Mixture¶

`Mixture`(name, args, *kwargs)	Mixture log-likelihood
`NormalMixture`(name, args, *kwargs)	Normal mixture log-likelihood
`MixtureSameFamily`(name, args, *kwargs)	Mixture Same Family log-likelihood This distribution handles mixtures of multivariate distributions in a vectorized manner.

class pymc3.distributions.mixture.Mixture(name, *args, **kwargs)¶

Mixture log-likelihood

Often used to model subpopulation heterogeneity

\[f(x \mid w, \theta) = \sum_{i = 1}^n w_i f_i(x \mid \theta_i)\]

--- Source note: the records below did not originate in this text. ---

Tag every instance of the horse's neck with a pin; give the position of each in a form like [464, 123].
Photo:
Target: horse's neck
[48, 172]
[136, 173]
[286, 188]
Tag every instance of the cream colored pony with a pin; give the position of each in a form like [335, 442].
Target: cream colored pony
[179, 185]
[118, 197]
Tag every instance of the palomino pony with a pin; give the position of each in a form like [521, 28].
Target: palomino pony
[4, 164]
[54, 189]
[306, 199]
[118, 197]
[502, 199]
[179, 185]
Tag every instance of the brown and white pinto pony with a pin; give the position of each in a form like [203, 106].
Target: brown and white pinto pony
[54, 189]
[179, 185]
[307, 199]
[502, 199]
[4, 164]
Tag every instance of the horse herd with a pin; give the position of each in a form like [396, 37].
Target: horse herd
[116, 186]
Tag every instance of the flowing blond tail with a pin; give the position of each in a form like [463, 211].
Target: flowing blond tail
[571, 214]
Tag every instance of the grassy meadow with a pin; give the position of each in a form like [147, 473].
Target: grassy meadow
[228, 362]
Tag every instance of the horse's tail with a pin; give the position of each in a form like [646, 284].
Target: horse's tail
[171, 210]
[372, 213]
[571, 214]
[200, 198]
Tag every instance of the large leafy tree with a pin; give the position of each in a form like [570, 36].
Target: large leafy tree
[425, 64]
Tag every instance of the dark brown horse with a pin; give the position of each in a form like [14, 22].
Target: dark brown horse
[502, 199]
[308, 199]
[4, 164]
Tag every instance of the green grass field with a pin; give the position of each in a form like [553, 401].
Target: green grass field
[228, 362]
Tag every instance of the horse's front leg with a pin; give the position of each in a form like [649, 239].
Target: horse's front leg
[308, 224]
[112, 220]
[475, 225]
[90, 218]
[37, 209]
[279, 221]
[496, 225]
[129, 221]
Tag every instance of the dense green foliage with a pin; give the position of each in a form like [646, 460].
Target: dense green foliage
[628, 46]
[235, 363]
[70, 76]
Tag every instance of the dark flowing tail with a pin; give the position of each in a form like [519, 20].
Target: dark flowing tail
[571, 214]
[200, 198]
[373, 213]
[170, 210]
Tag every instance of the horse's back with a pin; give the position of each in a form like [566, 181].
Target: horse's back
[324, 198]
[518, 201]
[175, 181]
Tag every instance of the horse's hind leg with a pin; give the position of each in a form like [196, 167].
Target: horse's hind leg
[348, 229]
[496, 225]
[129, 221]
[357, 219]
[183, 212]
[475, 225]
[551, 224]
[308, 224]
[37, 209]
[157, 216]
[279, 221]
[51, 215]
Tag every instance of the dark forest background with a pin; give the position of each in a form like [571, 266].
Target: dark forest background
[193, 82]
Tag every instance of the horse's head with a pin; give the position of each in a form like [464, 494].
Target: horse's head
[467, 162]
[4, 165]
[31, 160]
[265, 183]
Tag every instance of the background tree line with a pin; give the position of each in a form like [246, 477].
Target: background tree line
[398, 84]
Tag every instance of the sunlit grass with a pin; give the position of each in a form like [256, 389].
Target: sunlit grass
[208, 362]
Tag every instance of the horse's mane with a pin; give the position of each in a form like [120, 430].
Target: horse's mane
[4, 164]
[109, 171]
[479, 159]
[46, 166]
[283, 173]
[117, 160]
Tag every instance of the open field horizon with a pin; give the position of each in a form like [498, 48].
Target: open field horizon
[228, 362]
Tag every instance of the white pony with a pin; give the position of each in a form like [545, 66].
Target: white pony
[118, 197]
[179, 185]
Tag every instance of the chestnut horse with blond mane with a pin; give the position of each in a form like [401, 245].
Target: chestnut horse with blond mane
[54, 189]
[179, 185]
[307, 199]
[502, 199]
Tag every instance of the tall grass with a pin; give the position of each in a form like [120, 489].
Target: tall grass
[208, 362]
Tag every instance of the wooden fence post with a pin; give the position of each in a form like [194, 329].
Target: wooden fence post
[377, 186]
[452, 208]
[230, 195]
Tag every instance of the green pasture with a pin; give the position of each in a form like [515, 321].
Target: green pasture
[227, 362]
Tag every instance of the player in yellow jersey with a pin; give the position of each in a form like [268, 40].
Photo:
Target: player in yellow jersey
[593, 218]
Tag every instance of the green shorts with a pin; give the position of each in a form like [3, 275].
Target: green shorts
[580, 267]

Support	\(\cup_{i = 1}^n \textrm{support}(f_i)\)
Mean	\(\sum_{i = 1}^n w_i \mu_i\)

Parameters

w: array of floats: w >= 0 and w <= 1 the mixture weights
comp_dists: multidimensional PyMC3 distribution (e.g. `pm.Poisson.dist(…)`): or iterable of PyMC3 distributions the component distributions \(f_1, \ldots, f_n\)

Examples

# 2-Mixture Poisson distribution
with pm.Model() as model:
    lam = pm.Exponential('lam', lam=1, shape=(2,))  # `shape=(2,)` indicates two mixture components.

    # As we just need the logp, rather than add a RV to the model, we need to call .dist()
    components = pm.Poisson.dist(mu=lam, shape=(2,))

    w = pm.Dirichlet('w', a=np.array([1, 1]))  # two mixture component weights.

    like = pm.Mixture('like', w=w, comp_dists=components, observed=data)

# 2-Mixture Poisson using iterable of distributions.
with pm.Model() as model:
    lam1 = pm.Exponential('lam1', lam=1)
    lam2 = pm.Exponential('lam2', lam=1)

    pois1 = pm.Poisson.dist(mu=lam1)
    pois2 = pm.Poisson.dist(mu=lam2)

    w = pm.Dirichlet('w', a=np.array([1, 1]))

    like = pm.Mixture('like', w=w, comp_dists = [pois1, pois2], observed=data)

# npop-Mixture of multidimensional Gaussian
npop = 5
nd = (3, 4)
with pm.Model() as model:
    mu = pm.Normal('mu', mu=np.arange(npop), sigma=1, shape=npop) # Each component has an independent mean

    w = pm.Dirichlet('w', a=np.ones(npop))

    components = pm.Normal.dist(mu=mu, sigma=1, shape=nd + (npop,))  # nd + (npop,) shaped multinomial

    like = pm.Mixture('like', w=w, comp_dists = components, observed=data, shape=nd)  # The resulting mixture is nd-shaped

# Multidimensional Mixture as stacked independent mixtures
with pm.Model() as model:
    mu = pm.Normal('mu', mu=np.arange(5), sigma=1, shape=5) # Each component has an independent mean

    w = pm.Dirichlet('w', a=np.ones(3, 5))  # w is a stack of 3 independent 5 component weight arrays

    components = pm.Normal.dist(mu=mu, sigma=1, shape=(3, 5))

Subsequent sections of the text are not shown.